Book of the Year*

Published 7:00 pm Tuesday, January 28, 2020

“I want you to sit down on the couch so I can read the Book of the Year to you,” my wife Alli said to me one Saturday morning recently.

“A whole book?” I asked.

“Don’t worry, its mostly pictures and a little bit of text.”

Not knowing what to expect, I joined her on the couch.

She put this small hardcover book on the coffee table in front of us.

“It’s the Book of the Year,” she repeated, as if to reinforce why I should want to read it, “The Boy, The Mole, The Fox and The Horse. It’s different. You’ll love it.”

“What? A kid’s book?”

“Your wife wants you to listen to her read a book,” she said, matter-of-factly.

“Well, if you put it that way, how can I resist?” Seeing her frown, I quickly added, “I mean, yes, I want to read it with you.”

“That’s better.”

She opened the cover of the book like she was reading to a child.

No comment.

She started reading the title out loud, her voice still scratchy from our shared holiday respiratory infection. When she got to the word “Mole,” the sound became painful to hear.

“Stop,” I said, like fingernails on a chalkboard. My own voice not much better, “I want to read it with you; let’s read together silently,” I croaked.

She nodded gratefully. “I want to make sure you read it.”

We went back to the title page, and I mentally finished the title, and added “by Charlie Mackesy.”

For the next 15 minutes, we silently followed the simple, and at first glance, almost childlike sketches of a lonely boy’s journey over an English countryside. As he travels, he collects three pawed companions, a talkative mole, a mostly silent fox and a reassuring horse. The conversation with his newfound friends takes the form of questions and answers, often just a sentence or two per page, meandering like the foursome’s journey.

Innocent, yet profound, sometimes haunting and sometimes hopeful questions like, “What do we do when our hearts hurt?” “Home isn’t always a place, is it?” or statements like, “Often the hardest person to forgive is yourself,” reveal the commonality of feelings and beliefs that extend beyond one religion or people to what unites us all as humans.

Halfway through our silent reading, we found each other’s hand.

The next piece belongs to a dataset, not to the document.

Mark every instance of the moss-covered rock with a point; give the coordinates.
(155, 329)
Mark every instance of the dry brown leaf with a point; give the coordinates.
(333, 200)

Other than the sound of Alli turning book pages, my own brief and quiet asides like “wow” or “powerful” occasionally broke the silence. Truth is, perhaps I only think I formed actual words. Maybe they were just utterances of significance, without the shape of words, that came from a place deep in me I don’t often visit.

I do remember leaning back against the couch after reading this entry, “What is the bravest thing you’ve ever said?” The horse answered, “Help.”

I let that passage wash over me. Not for long. The story drew me back.

When we had finished, it felt like we had just started. We talked about the book’s impact on not only us, but how it spoke to members of our families, friends and the veterans we work with — everyone, really. Those questions and answers still linger in my mind.

Often, as kids, even as adults, we don’t pursue answers to existential questions that might keep us up at night, because we fear the blowback or how we might be perceived as weak or fragile by friends, peers or others, just for asking them. And then there is the trust factor: not everybody has a council to appeal to like the mole, the fox and the always trusty horse.

Stoicism isn’t all it’s cracked up to be, especially if one is struggling from abuse, trauma or abandonment, or any number of personal issues, having learned to avoid the tough questions because the rule of the playground was “Don’t cry.”

In the words of the horse, Mackesy says, “Asking for help isn’t giving up … It’s refusing to give up.”

*Waterstones Book of the Year – UK prize selected by the independent publishing house Waterstones based on nominations from commercial booksellers.